Мы шли по длинной, каменной лестнице, он шагал впереди меня, перепрыгивая через ступени, и то ли с опаской, то ли с привычной настороженностью озирался на двери соседей. И вдруг, потрясши в сторону одной из них пальцем, воскликнул: «Анонимки, Виктор, пишут! Анонимки! Все как, в России!»
Вскоре по эмиграции пошли слухи, что издательство Ульштейна собирается заменить Максимова Синявским, в связи с чем Владимир Емельянович послал Акселю Шпрингеру личную телеграмму, в которой потребовал «немедленно разогнать красную сволочь», засевшую в издательстве Ульштейна.

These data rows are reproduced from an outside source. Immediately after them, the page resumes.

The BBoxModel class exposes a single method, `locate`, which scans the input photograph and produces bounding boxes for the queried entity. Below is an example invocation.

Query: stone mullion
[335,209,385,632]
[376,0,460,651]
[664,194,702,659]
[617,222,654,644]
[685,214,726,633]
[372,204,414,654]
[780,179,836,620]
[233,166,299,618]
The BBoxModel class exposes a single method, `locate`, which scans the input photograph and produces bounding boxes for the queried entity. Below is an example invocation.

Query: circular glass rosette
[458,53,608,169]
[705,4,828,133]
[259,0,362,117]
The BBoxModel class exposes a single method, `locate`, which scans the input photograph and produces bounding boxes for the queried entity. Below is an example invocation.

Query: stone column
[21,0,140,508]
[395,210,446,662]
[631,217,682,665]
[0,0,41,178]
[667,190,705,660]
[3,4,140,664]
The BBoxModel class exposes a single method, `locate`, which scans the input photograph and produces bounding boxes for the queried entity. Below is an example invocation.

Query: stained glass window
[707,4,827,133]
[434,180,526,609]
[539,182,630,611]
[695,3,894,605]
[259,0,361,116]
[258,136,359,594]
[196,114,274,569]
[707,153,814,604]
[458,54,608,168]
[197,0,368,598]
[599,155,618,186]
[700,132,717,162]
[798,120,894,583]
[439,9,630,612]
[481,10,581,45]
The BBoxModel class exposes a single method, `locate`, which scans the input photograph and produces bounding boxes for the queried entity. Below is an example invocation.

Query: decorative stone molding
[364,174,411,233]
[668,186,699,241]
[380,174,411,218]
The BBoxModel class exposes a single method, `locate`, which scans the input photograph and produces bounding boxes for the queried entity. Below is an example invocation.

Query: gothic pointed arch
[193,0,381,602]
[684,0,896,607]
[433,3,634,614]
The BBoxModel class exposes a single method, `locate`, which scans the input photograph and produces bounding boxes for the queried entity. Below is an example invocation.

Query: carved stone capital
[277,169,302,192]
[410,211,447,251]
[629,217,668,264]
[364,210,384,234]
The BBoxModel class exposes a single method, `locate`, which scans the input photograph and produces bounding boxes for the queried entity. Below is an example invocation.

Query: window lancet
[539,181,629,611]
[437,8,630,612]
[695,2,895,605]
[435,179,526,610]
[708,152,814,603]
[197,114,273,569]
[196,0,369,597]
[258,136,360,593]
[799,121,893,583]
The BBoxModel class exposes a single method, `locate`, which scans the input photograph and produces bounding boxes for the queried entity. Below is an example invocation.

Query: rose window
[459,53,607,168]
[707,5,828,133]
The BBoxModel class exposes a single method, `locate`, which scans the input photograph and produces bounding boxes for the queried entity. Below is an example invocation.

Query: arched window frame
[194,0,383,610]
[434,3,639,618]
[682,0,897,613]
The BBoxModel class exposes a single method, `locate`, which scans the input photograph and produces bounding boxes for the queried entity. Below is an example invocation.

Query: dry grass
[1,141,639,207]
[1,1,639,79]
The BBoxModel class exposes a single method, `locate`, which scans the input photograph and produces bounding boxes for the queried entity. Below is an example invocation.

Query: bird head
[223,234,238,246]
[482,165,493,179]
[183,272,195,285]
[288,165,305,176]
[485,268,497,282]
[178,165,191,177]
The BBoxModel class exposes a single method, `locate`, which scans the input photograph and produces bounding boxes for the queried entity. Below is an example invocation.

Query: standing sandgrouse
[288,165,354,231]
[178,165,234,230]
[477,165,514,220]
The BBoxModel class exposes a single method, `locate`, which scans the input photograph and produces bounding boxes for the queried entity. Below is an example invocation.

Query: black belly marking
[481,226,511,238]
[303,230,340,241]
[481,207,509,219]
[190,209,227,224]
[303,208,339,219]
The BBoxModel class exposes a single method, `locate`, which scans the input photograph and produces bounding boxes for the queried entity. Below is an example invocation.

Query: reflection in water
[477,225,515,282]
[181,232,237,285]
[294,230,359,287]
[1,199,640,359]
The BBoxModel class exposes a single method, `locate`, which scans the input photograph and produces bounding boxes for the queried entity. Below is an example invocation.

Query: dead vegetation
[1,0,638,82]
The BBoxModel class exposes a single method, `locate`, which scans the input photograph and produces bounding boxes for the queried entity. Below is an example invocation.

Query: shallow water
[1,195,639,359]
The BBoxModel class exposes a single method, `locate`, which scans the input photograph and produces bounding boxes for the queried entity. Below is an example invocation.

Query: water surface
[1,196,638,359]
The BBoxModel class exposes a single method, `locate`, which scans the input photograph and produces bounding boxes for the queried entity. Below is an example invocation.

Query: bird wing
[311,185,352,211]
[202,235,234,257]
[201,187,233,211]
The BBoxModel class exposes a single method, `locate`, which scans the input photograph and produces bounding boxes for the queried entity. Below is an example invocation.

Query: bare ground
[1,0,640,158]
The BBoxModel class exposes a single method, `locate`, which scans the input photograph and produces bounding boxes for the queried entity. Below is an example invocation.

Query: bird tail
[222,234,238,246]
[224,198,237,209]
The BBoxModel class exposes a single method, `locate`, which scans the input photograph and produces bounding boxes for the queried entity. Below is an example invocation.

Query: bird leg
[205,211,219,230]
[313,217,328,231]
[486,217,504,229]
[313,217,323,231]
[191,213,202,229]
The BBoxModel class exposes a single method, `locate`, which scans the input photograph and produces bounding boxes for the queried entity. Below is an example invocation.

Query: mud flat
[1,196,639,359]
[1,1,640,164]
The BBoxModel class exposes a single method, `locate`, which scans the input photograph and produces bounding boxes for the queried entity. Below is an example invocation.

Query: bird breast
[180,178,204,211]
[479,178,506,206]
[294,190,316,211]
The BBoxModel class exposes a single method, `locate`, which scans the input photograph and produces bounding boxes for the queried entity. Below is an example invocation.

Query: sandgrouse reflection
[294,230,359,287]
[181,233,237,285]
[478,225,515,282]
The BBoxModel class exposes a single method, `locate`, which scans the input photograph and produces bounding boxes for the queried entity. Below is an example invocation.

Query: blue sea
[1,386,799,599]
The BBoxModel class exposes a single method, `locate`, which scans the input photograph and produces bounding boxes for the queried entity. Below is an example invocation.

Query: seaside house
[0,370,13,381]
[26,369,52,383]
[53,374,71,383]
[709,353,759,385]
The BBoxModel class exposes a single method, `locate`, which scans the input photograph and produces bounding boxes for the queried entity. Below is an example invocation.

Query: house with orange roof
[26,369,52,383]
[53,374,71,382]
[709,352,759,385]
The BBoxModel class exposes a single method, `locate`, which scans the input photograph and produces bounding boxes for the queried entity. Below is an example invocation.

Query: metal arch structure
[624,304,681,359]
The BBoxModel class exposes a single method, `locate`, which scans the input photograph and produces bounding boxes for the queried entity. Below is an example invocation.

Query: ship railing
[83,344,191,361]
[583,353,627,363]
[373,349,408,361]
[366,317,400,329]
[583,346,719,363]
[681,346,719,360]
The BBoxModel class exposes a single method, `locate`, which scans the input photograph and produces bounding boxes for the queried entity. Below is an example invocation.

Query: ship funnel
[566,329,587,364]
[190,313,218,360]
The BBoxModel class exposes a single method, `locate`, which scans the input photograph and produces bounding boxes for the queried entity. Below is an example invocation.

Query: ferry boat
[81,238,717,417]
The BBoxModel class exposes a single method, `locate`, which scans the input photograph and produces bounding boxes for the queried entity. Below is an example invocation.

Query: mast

Вот так это было, и, может, время привести мне выдержку из интервью профессора Джона Глэда с Марией Васильевной Розановой. «Только в эмиграции, – говорила она, – я по-настоящему поняла, что моя страна – это наше общее произведение, а не откуда-то пришедшие и навалившиеся на страну, оккупировавшие ее силы марксизма, социализма, ленинизма, коммунизма. Нет, это общество, которое построили мы сами. Выехав на Запад, мы – третья эмиграция – построили абсолютно тот же мир, из которого когда-то уехали и с которым когда-то так боролись. Единственно, что мы не можем создать, собственную Лубянку, но это только потому, что мы живем в странах, правительства которых нам этого не позволят».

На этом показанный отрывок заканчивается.